The figure is a schematic representation of FIG. 1, with the inside of the battery connection switching means connected in series. FIG. 5 is a diagram of FIG. 1, with the inside of the battery connection switching means connected in parallel. Fig. 1 is a schematic representation of the inside of the battery connection switching means which is connected in a mixed series/parallel manner, and Fig. 7 is a block diagram in which the battery connection switching means is electrically controllable and controlled from an electronic circuit such as a CPU. , FIG. 8 is an explanatory diagram of an embodiment in which a part of all the batteries are connected, and FIG.
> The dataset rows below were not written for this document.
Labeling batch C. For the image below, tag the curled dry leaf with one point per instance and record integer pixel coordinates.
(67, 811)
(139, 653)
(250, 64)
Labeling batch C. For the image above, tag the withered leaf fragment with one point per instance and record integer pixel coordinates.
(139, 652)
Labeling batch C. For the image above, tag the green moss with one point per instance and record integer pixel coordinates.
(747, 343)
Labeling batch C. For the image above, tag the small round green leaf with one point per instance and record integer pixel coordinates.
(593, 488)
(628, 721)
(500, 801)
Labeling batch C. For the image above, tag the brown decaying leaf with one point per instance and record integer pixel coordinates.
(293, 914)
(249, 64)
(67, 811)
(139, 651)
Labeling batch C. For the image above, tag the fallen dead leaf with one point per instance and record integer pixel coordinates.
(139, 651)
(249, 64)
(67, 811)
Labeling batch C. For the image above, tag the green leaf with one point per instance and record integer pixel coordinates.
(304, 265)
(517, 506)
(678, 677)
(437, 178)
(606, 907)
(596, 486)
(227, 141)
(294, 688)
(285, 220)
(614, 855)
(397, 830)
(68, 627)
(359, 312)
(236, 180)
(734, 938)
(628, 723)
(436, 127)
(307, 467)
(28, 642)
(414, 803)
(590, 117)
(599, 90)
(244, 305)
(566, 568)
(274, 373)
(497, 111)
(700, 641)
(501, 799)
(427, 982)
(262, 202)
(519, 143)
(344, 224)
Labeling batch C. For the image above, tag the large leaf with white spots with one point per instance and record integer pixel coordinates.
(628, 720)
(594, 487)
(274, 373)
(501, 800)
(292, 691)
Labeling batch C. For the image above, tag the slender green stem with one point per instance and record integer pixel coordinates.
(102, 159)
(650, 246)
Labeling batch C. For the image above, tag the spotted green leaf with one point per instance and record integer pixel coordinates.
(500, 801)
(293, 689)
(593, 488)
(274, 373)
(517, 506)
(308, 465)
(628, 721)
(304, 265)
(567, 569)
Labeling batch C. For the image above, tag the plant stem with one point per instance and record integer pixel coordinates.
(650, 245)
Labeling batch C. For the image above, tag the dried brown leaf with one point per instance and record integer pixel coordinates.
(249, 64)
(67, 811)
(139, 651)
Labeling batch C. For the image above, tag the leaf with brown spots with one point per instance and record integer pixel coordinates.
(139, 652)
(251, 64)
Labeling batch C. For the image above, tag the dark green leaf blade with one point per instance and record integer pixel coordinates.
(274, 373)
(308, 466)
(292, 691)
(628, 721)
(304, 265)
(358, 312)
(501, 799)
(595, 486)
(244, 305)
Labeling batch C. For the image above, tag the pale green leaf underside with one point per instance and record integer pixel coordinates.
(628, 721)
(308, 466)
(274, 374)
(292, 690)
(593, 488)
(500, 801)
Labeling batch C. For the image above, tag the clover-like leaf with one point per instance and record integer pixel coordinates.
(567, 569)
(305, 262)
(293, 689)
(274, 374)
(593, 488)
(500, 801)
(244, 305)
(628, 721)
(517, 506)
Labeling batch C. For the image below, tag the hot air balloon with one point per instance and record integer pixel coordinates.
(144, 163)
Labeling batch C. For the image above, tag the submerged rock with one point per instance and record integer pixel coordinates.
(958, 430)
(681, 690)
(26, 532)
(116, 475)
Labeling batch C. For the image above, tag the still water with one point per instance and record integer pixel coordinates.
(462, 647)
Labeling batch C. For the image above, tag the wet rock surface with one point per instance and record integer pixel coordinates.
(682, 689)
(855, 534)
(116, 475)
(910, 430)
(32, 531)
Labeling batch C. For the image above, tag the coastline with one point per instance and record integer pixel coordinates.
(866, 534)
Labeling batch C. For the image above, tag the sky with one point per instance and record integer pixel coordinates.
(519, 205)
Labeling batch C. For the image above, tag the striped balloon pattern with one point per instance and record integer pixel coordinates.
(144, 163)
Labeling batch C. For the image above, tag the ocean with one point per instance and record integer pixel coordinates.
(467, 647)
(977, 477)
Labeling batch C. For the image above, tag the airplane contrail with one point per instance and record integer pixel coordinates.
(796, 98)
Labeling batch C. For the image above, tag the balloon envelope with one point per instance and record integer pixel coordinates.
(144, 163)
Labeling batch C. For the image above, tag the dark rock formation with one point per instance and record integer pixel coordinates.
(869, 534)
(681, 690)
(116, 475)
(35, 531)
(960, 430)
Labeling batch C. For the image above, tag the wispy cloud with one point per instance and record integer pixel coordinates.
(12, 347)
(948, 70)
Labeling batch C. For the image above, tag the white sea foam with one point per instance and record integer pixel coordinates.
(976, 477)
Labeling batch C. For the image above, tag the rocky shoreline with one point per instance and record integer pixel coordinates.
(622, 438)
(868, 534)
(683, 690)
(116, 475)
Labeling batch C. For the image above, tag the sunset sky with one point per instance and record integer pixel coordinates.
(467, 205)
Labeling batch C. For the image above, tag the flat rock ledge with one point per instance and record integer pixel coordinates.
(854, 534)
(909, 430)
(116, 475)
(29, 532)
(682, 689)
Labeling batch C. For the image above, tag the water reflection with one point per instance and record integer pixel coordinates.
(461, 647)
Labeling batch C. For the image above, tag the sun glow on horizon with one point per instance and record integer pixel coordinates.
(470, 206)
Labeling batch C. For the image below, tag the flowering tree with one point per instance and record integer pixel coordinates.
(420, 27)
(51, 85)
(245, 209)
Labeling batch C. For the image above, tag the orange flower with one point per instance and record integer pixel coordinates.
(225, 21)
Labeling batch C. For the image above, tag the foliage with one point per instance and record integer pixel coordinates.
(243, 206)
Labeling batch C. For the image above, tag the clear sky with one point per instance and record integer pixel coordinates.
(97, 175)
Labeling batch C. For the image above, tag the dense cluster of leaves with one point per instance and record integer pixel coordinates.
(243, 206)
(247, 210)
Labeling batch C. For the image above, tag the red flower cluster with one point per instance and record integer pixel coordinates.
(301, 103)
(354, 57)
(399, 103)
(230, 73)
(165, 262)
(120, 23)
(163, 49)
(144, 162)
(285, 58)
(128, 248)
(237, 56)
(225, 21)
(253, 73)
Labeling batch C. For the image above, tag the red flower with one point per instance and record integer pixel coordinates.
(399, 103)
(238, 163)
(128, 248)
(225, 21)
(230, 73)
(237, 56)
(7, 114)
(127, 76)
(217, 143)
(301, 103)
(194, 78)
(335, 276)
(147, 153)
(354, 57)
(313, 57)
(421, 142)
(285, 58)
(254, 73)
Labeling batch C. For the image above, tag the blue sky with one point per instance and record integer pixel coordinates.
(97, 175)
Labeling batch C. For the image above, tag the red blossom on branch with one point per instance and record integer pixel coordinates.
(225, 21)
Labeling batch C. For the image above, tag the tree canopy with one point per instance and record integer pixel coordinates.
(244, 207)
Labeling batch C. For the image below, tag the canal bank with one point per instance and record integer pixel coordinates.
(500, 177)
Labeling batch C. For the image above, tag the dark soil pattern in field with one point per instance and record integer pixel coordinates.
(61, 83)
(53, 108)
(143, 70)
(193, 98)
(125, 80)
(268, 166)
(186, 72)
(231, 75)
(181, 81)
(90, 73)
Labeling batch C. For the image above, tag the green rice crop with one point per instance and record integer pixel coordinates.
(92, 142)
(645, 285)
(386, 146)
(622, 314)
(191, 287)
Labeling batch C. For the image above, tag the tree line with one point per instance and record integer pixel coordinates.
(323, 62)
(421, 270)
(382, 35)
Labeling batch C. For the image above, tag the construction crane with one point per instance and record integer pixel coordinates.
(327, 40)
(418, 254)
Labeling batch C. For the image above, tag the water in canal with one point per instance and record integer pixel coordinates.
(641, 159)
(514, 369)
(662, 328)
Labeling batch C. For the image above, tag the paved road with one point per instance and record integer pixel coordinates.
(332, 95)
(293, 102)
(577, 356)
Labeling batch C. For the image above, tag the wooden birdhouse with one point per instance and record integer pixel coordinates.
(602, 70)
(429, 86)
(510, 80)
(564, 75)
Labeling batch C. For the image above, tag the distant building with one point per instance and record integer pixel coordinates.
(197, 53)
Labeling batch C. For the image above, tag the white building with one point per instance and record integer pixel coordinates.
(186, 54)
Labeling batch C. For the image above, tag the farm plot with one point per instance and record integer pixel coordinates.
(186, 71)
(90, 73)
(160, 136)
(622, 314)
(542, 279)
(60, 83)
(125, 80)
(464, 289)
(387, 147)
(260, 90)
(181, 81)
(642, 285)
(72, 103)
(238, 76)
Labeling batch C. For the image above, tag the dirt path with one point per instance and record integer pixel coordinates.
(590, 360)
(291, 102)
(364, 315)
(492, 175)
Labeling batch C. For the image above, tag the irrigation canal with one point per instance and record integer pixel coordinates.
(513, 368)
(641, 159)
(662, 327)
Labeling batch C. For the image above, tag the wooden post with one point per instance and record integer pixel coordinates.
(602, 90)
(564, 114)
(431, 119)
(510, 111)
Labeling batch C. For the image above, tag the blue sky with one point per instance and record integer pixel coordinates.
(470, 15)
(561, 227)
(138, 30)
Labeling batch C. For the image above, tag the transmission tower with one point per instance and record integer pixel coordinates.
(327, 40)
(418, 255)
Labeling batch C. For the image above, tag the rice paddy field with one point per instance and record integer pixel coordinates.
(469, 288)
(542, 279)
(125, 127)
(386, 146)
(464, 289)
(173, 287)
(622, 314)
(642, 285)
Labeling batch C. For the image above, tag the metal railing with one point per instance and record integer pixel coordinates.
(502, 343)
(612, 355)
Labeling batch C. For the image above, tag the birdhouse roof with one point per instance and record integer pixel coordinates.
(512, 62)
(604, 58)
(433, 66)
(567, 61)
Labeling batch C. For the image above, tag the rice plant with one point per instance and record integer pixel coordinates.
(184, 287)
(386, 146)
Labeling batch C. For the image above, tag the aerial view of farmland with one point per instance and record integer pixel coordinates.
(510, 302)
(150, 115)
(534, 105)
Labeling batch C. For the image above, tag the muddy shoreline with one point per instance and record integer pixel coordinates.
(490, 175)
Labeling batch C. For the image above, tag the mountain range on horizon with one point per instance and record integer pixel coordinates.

11 are explanatory diagrams of FIG. 8. 1...Battery holder 2...Battery 3-1.3-
2... Electrode lead wire 4... Battery connection switching means 4-1 to 4-8... Switch in battery connection switching means 5-1.5-2... (Positive, negative electrode) Electrode 6...・CPU
Circuit 7... Charging circuit Figure 6 Figure 7 Closed Figure 6 Figure 9ffllO Figure Figure 5"Z N1

Claims (1)

[Scope of Claims] 1. A battery pack in which a plurality of batteries are combined, and is characterized in that one type of voltage is selected and outputted from among several types of voltage by switching the connection of internal batteries. 2. The battery pack according to claim 1, which uses a rechargeable secondary battery as the battery and switches the connection method of the battery between when the battery is used and when it is charged. 3. The battery box according to claim 1 or 2, having a switching mechanism for battery connection of the pack.